US Defense Secretary Gates to join world top brass at NATO security forum in Canada

OTTAWA: Top brass from Europe and the Americas, including US Defense Secretary Robert Gates, gather this week in Canada to discuss the future of NATO, the war in Afghanistan and other pressing security matters.

Gates will be joined by counterparts from Belgium, Brazil, Canada, Colombia, Germany, New Zealand, and the Netherlands as well as French President Nicolas Sarkozy’s military adviser at the meeting from Sunday to Tuesday in Halifax.

The Nova Scotia city is hosting the inaugural Halifax International Security Forum, organized jointly by the Canadian government and the German Marshall Fund, a public policy institute for strengthening transatlantic ties.
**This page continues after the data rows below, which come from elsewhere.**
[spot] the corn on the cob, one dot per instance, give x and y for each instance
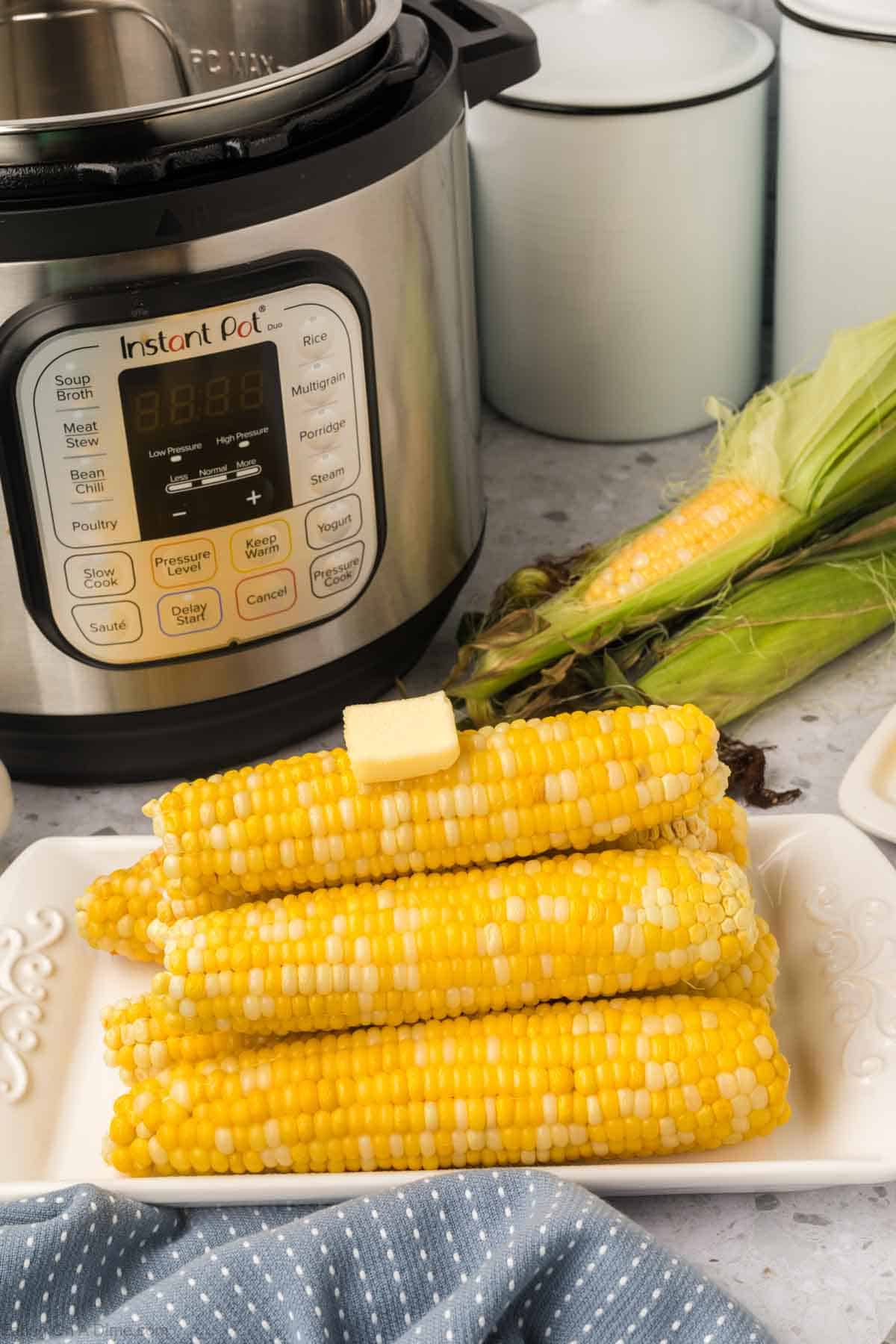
(621, 1078)
(718, 827)
(117, 910)
(520, 789)
(753, 980)
(435, 945)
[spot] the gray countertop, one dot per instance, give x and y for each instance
(815, 1266)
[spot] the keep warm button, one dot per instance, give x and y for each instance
(337, 571)
(190, 613)
(267, 594)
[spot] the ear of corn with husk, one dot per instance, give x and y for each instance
(803, 456)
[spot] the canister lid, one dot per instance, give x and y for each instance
(605, 55)
(862, 18)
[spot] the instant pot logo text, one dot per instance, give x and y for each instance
(169, 343)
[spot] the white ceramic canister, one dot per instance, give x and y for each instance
(836, 262)
(618, 214)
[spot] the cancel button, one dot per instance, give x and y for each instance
(267, 594)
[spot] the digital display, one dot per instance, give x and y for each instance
(206, 440)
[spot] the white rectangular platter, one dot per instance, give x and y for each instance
(827, 890)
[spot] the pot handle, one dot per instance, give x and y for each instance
(496, 49)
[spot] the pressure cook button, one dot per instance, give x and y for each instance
(190, 613)
(319, 382)
(257, 547)
(331, 523)
(337, 570)
(99, 576)
(267, 594)
(191, 561)
(327, 473)
(317, 331)
(109, 623)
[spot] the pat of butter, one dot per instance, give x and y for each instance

Over three days, delegates will discuss Afghanistan, Iran, piracy and port security, Arctic security, nuclear proliferation, and the future of the 28-member North Atlantic Treaty Organization.

Behind closed doors and at dinner meetings, they will also talk about Pakistan, Iraq and the Middle East, China and North Korea, pandemics, energy security, and the geopolitical consequences of the economic crisis.

“The hope is that people will talk to each other and work out their differences on important security issues,” Will Bohlen, a spokesman for the German Marshall Fund told Agence France-Presse.

“Afghanistan, NATO, nuclear proliferation – these are all perennial issues and will continue to be challenges for a long time,” he said.

But Arctic security and piracy are new topics for a forum of this magnitude to be discussing, said Bohlen. “These haven’t been dealt with before on this scale.”

Gates is set to give the keynote address, “likely touching on Afghanistan,” said Pentagon spokesman Geoff Morrell in Washington.

“Clearly we can’t really discuss security issues these days particularly with an audience comprised of a lot of NATO members without discussing pressing security issues that they are all dealing with, which is Afghanistan,” he told AFP.

Gates is expected to also discuss “everything from the Arctic and the security issues there, to South America and the challenges there,” he said.

Dan Dugas, director of communications for Canadian Defense Minister Peter MacKay, told AFP his delegation was keen to hear what others say about Afghanistan and the future of NATO.

“NATO is the greatest alliance ever put together but now it faces the question of where it goes and how will it achieve it,” he said.

Canada is a leading member of the military alliance. It currently has some 2,800 troops serving with NATO’s International Security and Assistance Force in Afghanistan.

The Canadian delegation in Halifax will also measure responses to its claims to the Northwest Passage and vast swaths of Arctic seabed also claimed by the United States, Russia, Norway and Denmark.

“We plan to reiterate arguments for Canadian control of the Arctic and it will be interesting to hear what other countries have to say about it,” Dugas said.

A key difference of this event from similar summits held previously in Europe is that guests were invited from New Zealand, Japan, India and elsewhere, not just from Canada, the United States and European nations.

This marks an evolution to broader involvement in security matters of concern to NATO, said Bohlen.

“A lot of security challenges are not limited to the transatlantic sphere,” he said. “And there’s greater cooperation and partnerships around the world now to deal with new security threats.”

Others attending the meeting, said by organizers to be first of its kind in North America, include US Senator John McCain and NATO’s top commander in Europe, Admiral James Stavridis.